Finite element dynamic simulation of whole rallying car structure: Towards better understanding of structural dynamics during side impact

Abstract

Side impact accidents against a tree or pole remain the most dangerous accident scenarios in rally cars. Statistical data shows that 52% of the fatalities between 2004 and 2009 concern crashes against a rigid pole by the track sides, whilst among those more than 60% were side impacts. Despite the present scientific efforts, rallying cars side impacts are still among the least understood primarily due to limited space between the occupant and door sill, evolving safety regulations and vehicle dynamics. In this study, finite element dynamic characteristics of the whole car were studied. The finite element model consisted of the whole car structure and 241 parts including the engines, tyres and the suspension members with 4 different element types and 7 material models. All structural parts were modelled as low-carbon steel with the piecewise- linear-plasticity material model (mat 24). The tyres were modelled with the Blatz-Ko rubber material (mat 07) whilst also rigid and other materials (mat 020, 01, 09, S01 and S02) were used to represent different parts of the model, as the suspension members, suspension links and the engine.
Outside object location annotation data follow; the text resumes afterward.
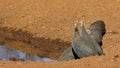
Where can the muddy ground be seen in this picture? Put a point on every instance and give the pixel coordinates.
(45, 28)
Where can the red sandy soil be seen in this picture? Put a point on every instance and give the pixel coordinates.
(45, 27)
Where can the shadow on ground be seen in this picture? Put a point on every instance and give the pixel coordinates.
(25, 41)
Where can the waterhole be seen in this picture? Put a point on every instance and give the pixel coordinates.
(24, 46)
(11, 54)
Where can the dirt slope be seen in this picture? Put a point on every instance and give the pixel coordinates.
(45, 28)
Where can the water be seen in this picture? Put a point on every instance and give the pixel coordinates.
(11, 54)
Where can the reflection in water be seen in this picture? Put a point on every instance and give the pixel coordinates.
(10, 54)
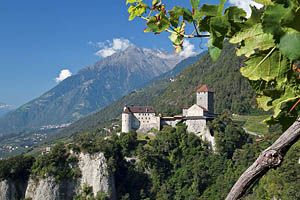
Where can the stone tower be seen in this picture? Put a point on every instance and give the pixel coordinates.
(205, 98)
(126, 120)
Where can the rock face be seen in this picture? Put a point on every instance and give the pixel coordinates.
(50, 189)
(46, 189)
(12, 190)
(94, 173)
(7, 190)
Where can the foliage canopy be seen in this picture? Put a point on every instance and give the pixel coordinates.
(269, 40)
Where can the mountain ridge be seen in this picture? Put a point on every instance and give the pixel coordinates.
(92, 88)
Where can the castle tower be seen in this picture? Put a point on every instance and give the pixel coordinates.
(205, 98)
(126, 120)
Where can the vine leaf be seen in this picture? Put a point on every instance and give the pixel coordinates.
(290, 45)
(272, 20)
(264, 2)
(267, 68)
(253, 38)
(136, 10)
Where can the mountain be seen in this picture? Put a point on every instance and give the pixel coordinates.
(5, 108)
(232, 92)
(92, 88)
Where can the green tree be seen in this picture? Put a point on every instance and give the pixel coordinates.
(270, 42)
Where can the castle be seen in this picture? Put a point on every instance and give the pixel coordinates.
(143, 118)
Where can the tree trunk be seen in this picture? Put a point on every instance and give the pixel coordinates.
(268, 159)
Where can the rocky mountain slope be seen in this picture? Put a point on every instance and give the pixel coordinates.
(92, 88)
(5, 108)
(232, 92)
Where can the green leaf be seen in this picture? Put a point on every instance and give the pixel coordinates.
(255, 17)
(253, 38)
(175, 14)
(154, 3)
(235, 14)
(158, 23)
(290, 46)
(187, 15)
(271, 20)
(214, 51)
(264, 2)
(195, 5)
(236, 17)
(137, 10)
(209, 10)
(177, 40)
(130, 1)
(266, 67)
(221, 7)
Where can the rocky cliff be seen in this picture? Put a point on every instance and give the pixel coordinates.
(94, 174)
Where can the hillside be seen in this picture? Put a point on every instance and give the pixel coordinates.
(5, 108)
(92, 88)
(232, 92)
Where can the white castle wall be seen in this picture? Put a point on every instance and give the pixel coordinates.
(126, 122)
(195, 110)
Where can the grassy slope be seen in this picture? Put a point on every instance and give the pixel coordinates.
(232, 92)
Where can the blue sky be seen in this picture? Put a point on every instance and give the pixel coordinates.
(38, 39)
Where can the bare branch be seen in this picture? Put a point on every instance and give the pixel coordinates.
(268, 159)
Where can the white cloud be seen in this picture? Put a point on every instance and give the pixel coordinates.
(110, 47)
(65, 73)
(188, 49)
(245, 4)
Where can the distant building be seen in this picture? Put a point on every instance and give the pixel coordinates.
(143, 118)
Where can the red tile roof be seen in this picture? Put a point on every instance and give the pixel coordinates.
(204, 109)
(139, 109)
(204, 88)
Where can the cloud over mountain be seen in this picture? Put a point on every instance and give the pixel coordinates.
(110, 47)
(65, 73)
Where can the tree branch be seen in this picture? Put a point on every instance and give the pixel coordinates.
(268, 159)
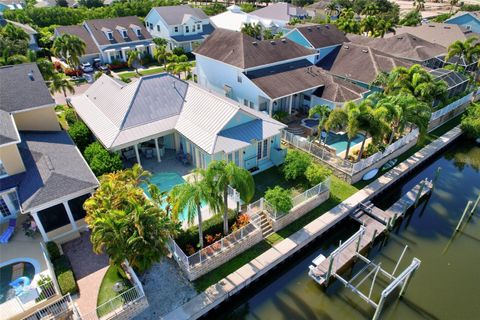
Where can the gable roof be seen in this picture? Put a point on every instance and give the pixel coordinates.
(439, 33)
(23, 88)
(290, 78)
(405, 45)
(176, 15)
(360, 63)
(81, 32)
(54, 169)
(280, 11)
(242, 51)
(120, 114)
(324, 35)
(113, 24)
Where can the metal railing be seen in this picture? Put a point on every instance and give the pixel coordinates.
(116, 305)
(452, 106)
(224, 244)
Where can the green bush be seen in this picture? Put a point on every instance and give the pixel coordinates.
(100, 160)
(70, 116)
(53, 250)
(316, 173)
(210, 226)
(80, 135)
(295, 165)
(65, 277)
(280, 199)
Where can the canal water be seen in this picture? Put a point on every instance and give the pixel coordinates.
(447, 285)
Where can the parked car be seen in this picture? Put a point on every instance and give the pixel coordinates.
(86, 67)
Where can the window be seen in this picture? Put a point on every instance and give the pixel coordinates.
(3, 171)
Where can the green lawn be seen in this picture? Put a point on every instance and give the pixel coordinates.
(106, 293)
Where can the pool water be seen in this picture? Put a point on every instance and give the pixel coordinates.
(6, 273)
(340, 141)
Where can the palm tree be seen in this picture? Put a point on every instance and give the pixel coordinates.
(222, 174)
(323, 111)
(190, 196)
(60, 84)
(69, 47)
(133, 60)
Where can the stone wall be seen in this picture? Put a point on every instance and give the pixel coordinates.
(213, 262)
(300, 210)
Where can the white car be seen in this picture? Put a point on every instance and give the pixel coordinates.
(86, 67)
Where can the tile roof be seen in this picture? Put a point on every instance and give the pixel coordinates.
(8, 131)
(289, 78)
(279, 11)
(81, 32)
(19, 91)
(405, 45)
(96, 26)
(360, 63)
(54, 169)
(242, 51)
(439, 33)
(175, 15)
(324, 35)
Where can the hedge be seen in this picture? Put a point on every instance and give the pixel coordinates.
(65, 277)
(211, 226)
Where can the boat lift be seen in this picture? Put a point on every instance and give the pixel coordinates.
(350, 250)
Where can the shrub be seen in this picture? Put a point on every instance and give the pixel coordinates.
(280, 199)
(316, 173)
(100, 160)
(296, 162)
(80, 134)
(65, 277)
(53, 250)
(70, 116)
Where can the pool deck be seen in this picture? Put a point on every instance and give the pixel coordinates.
(236, 281)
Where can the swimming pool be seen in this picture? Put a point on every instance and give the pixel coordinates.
(11, 272)
(340, 141)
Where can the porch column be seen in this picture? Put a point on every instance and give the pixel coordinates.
(158, 150)
(70, 215)
(40, 226)
(137, 154)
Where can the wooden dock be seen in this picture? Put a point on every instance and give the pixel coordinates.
(375, 222)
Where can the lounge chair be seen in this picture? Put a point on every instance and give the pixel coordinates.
(7, 234)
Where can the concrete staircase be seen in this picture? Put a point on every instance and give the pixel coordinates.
(265, 224)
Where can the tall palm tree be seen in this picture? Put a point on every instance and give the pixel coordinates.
(323, 111)
(59, 84)
(222, 174)
(69, 47)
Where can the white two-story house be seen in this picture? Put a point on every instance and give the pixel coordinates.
(182, 26)
(269, 75)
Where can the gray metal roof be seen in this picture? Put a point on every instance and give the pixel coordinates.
(54, 169)
(174, 15)
(19, 91)
(8, 131)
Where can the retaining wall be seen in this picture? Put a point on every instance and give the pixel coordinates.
(300, 210)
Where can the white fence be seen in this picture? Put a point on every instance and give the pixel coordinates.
(263, 205)
(365, 163)
(452, 106)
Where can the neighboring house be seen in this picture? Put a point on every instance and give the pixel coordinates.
(168, 113)
(182, 26)
(270, 75)
(323, 38)
(234, 19)
(280, 13)
(111, 39)
(468, 20)
(42, 173)
(32, 33)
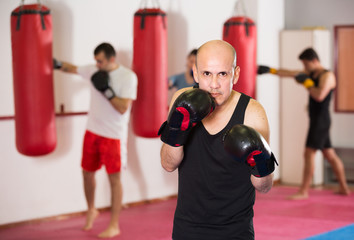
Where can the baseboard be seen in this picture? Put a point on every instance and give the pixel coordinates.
(82, 213)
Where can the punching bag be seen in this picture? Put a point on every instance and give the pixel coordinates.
(241, 33)
(150, 64)
(32, 65)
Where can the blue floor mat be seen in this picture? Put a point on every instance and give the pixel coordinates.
(346, 232)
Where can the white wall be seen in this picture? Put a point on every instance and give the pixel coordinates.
(269, 25)
(51, 185)
(326, 13)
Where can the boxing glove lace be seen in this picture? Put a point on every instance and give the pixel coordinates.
(248, 146)
(189, 108)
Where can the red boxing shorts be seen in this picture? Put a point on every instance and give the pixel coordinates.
(98, 151)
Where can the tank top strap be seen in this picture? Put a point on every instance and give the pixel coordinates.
(239, 114)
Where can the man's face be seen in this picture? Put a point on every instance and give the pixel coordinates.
(102, 63)
(190, 62)
(216, 73)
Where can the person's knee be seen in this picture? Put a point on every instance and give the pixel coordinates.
(88, 175)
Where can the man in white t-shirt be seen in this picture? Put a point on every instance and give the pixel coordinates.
(113, 89)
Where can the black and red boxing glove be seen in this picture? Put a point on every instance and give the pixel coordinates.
(246, 145)
(265, 69)
(189, 108)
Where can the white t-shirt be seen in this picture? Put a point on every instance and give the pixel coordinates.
(103, 119)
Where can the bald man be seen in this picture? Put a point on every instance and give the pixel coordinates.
(216, 193)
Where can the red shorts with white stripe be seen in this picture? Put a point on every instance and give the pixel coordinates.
(98, 151)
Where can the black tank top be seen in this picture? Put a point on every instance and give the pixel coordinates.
(215, 193)
(319, 111)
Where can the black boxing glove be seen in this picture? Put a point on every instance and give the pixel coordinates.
(189, 108)
(265, 69)
(305, 80)
(246, 145)
(57, 64)
(100, 80)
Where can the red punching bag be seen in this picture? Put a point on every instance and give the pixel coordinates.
(32, 64)
(150, 64)
(241, 33)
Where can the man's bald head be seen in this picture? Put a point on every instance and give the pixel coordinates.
(217, 48)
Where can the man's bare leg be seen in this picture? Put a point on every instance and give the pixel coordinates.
(117, 193)
(338, 169)
(309, 169)
(89, 187)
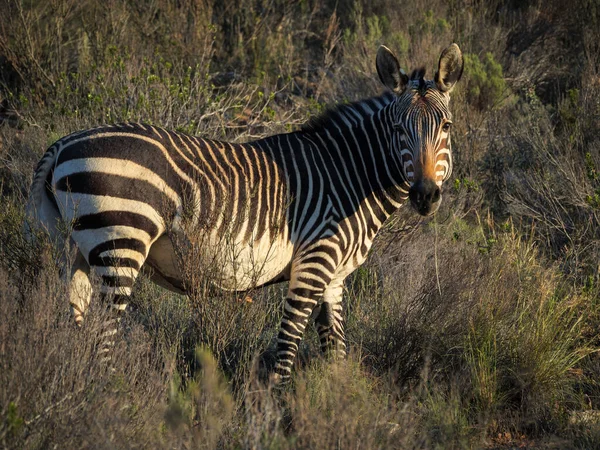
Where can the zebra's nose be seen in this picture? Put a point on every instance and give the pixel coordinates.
(425, 196)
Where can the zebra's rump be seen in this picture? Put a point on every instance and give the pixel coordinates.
(124, 188)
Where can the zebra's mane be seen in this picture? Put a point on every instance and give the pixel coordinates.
(349, 110)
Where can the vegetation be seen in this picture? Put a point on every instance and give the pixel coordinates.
(475, 329)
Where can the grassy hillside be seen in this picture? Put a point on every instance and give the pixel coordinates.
(474, 329)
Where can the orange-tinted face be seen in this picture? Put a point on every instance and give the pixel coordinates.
(422, 141)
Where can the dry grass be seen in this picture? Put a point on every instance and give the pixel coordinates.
(477, 329)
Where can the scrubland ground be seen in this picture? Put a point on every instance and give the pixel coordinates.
(474, 329)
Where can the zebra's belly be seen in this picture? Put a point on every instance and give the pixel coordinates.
(225, 265)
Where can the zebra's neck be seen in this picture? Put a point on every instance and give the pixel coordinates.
(358, 136)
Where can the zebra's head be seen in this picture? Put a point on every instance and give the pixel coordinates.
(421, 120)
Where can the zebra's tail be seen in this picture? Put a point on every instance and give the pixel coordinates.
(42, 209)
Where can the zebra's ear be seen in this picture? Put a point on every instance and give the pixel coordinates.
(449, 69)
(389, 71)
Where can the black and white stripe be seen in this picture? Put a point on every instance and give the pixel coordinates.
(303, 206)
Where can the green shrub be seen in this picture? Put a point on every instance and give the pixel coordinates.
(486, 87)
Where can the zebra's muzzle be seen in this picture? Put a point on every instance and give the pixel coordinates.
(425, 196)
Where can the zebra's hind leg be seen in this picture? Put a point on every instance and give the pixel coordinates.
(115, 290)
(330, 323)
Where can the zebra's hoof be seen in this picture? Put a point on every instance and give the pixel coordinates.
(278, 380)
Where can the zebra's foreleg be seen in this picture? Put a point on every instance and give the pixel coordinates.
(303, 295)
(330, 322)
(115, 291)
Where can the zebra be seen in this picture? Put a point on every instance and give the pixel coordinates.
(303, 207)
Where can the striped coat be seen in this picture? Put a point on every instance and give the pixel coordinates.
(302, 207)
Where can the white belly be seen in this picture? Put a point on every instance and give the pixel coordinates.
(227, 265)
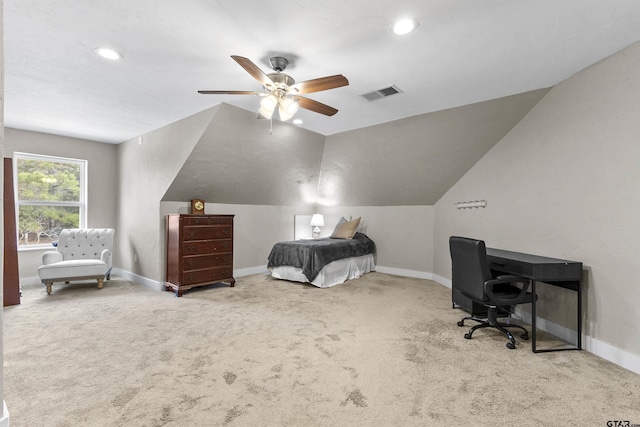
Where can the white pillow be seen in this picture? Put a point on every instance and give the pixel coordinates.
(345, 229)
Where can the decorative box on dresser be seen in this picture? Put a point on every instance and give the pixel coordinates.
(199, 251)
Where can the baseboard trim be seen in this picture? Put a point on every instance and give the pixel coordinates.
(405, 273)
(442, 280)
(30, 281)
(262, 269)
(140, 280)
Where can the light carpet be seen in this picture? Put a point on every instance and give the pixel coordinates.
(381, 350)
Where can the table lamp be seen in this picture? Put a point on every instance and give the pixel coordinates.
(317, 221)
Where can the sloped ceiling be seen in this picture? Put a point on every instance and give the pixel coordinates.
(462, 52)
(412, 161)
(239, 160)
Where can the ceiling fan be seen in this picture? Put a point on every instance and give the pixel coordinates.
(282, 92)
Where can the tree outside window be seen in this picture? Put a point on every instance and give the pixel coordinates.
(50, 196)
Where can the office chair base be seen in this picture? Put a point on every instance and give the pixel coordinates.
(493, 323)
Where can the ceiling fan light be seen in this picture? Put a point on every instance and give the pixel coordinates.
(269, 103)
(287, 109)
(267, 114)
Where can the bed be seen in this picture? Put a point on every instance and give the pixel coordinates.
(324, 262)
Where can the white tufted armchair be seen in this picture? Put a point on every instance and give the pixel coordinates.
(81, 254)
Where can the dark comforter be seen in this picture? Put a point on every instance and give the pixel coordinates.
(312, 255)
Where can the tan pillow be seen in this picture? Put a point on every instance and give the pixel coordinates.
(346, 229)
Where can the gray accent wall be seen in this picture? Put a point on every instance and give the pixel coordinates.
(565, 182)
(414, 161)
(240, 159)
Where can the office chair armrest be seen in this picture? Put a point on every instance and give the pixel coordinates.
(503, 300)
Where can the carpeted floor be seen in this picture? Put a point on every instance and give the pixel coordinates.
(376, 351)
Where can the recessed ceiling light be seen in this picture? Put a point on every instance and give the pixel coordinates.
(108, 53)
(404, 26)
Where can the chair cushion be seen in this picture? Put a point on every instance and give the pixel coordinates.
(73, 269)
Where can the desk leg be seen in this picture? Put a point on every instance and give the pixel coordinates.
(579, 315)
(533, 316)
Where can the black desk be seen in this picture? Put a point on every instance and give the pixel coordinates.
(557, 272)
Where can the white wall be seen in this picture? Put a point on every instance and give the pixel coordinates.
(565, 183)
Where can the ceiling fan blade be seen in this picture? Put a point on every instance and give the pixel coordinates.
(317, 85)
(229, 92)
(315, 106)
(253, 69)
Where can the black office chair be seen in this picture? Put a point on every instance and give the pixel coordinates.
(472, 277)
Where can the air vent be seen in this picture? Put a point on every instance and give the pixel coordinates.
(381, 93)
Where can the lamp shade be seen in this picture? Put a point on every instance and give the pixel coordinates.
(317, 220)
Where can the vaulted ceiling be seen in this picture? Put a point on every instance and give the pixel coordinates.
(463, 52)
(412, 161)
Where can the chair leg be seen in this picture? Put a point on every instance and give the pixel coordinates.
(492, 322)
(475, 319)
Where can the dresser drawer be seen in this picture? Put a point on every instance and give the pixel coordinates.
(207, 220)
(206, 261)
(210, 275)
(202, 232)
(196, 247)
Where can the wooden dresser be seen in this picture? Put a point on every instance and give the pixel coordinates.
(199, 251)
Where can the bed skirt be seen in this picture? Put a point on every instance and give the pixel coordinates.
(332, 274)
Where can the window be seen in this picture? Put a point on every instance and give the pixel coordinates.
(50, 195)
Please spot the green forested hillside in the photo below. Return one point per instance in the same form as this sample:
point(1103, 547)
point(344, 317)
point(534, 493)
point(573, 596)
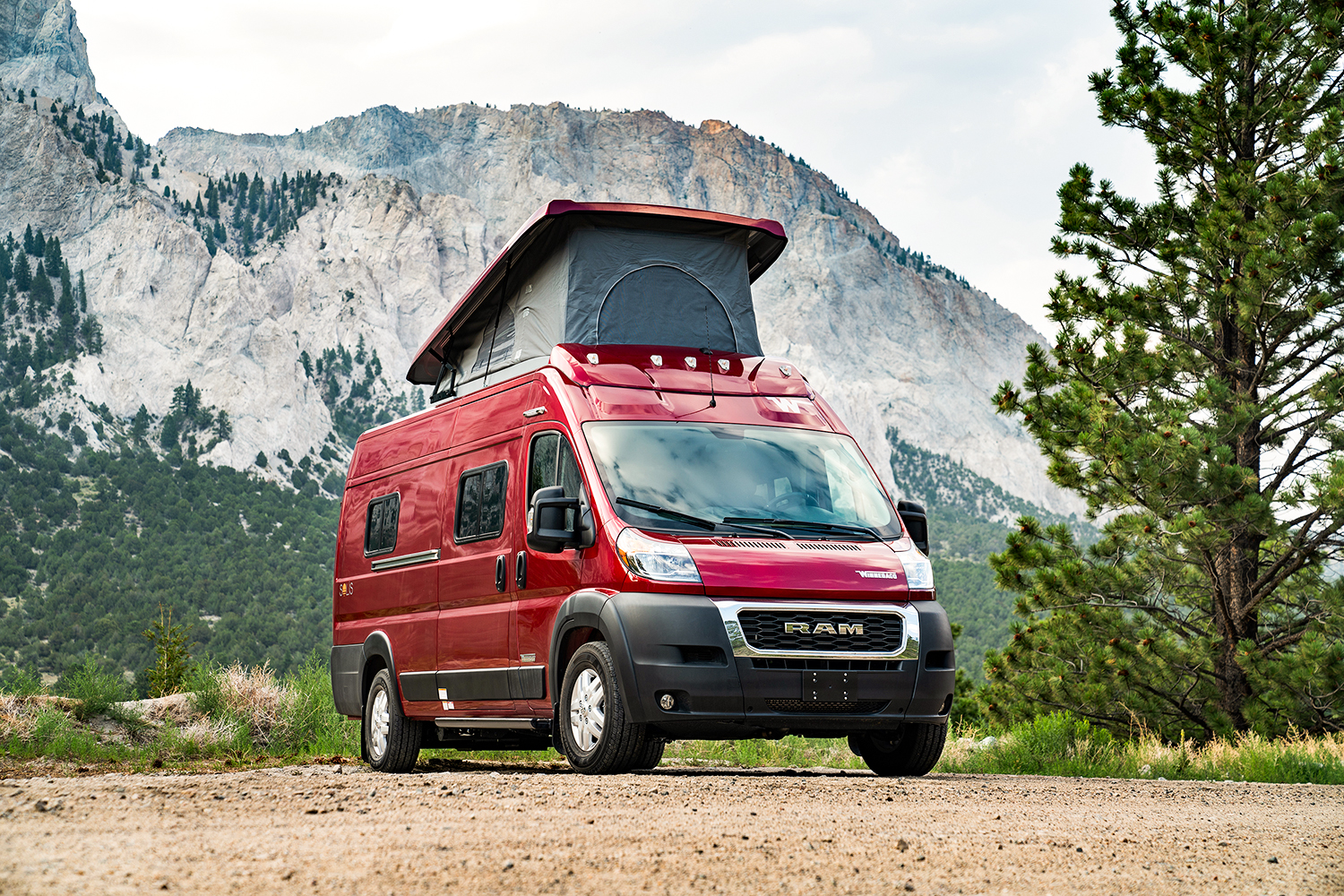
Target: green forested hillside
point(91, 547)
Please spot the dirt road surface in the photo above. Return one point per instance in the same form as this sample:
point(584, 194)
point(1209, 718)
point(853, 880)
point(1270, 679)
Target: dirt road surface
point(320, 829)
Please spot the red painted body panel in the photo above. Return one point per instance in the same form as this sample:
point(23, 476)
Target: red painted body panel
point(448, 616)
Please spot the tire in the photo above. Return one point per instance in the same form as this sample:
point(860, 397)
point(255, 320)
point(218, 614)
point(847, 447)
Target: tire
point(911, 750)
point(596, 732)
point(652, 754)
point(392, 742)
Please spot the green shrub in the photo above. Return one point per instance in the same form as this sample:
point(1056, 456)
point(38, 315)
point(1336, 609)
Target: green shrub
point(21, 683)
point(96, 689)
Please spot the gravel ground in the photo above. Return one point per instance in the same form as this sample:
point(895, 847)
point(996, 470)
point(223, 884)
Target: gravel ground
point(676, 831)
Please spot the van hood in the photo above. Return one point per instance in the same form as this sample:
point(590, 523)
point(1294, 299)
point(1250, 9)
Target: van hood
point(800, 568)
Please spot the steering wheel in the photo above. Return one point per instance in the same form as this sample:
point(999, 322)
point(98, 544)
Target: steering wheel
point(790, 500)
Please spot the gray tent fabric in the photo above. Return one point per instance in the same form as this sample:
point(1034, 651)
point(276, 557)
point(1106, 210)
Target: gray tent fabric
point(612, 285)
point(602, 257)
point(652, 303)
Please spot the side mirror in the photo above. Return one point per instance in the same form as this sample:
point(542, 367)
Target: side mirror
point(556, 521)
point(917, 522)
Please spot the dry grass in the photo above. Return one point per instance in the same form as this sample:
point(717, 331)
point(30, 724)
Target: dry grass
point(257, 699)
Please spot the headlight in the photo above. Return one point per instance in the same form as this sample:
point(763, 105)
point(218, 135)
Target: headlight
point(658, 560)
point(918, 570)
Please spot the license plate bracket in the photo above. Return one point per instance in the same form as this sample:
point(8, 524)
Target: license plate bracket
point(830, 686)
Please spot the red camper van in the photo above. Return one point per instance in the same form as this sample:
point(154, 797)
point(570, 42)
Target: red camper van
point(620, 525)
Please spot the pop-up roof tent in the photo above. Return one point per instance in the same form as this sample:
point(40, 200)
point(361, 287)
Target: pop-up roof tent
point(602, 273)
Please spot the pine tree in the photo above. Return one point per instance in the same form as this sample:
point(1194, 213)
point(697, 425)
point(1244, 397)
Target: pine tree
point(22, 273)
point(140, 426)
point(112, 156)
point(1195, 394)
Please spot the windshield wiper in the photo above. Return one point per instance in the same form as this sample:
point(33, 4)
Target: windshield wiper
point(701, 521)
point(806, 524)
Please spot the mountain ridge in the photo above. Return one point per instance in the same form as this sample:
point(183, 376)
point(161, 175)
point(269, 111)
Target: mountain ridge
point(426, 199)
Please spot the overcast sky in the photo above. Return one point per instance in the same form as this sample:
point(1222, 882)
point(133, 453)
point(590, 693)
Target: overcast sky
point(953, 123)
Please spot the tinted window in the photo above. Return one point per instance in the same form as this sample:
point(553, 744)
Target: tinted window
point(381, 524)
point(480, 503)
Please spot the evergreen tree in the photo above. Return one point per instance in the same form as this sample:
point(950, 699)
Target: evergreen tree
point(112, 156)
point(42, 292)
point(90, 333)
point(22, 273)
point(223, 427)
point(1195, 394)
point(140, 426)
point(51, 253)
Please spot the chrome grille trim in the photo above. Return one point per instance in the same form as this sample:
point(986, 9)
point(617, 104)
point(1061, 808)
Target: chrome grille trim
point(909, 649)
point(405, 560)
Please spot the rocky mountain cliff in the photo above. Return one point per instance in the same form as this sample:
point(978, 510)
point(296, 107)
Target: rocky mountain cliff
point(408, 211)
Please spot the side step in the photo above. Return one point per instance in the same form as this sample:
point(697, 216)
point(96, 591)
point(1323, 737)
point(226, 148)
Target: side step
point(539, 726)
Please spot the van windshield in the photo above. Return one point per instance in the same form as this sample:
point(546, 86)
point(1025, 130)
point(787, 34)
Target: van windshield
point(679, 477)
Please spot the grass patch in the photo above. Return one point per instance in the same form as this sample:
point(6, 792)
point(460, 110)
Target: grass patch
point(787, 753)
point(239, 718)
point(1064, 745)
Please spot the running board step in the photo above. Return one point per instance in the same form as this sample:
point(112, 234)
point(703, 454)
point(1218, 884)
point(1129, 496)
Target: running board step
point(542, 726)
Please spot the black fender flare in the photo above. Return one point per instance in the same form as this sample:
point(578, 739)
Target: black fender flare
point(590, 608)
point(376, 645)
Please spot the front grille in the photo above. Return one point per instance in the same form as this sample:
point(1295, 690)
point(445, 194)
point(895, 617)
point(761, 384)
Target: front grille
point(824, 664)
point(765, 630)
point(828, 707)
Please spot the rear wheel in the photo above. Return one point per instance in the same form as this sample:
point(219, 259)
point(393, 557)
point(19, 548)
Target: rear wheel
point(392, 740)
point(596, 732)
point(910, 751)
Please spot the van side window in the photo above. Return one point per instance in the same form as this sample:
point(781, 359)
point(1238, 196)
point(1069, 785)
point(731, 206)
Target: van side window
point(553, 463)
point(480, 503)
point(381, 524)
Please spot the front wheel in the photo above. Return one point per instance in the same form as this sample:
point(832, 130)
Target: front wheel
point(597, 737)
point(392, 740)
point(910, 751)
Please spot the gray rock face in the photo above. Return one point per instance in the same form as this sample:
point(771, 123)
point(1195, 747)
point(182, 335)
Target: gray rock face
point(429, 199)
point(42, 48)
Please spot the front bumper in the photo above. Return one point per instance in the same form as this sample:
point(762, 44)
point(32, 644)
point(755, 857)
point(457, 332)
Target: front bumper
point(695, 650)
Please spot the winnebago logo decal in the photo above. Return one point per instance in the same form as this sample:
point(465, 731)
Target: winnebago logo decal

A rollcage and two racing seats were modelled with four-node shell elements and the use of piecewise-linear-plasticity and composite-damage materials respectively. A semi- cylindrical pole of 200mm diameter was also designed and modelled as a rigid body. The model was used to first investigate the dynamics of the crash, and later run a wide range of simulations and parametric studies in the cage, the car's floor and the seats. The important findings from the study are presented, conclusions drawn and scope for further development outlined.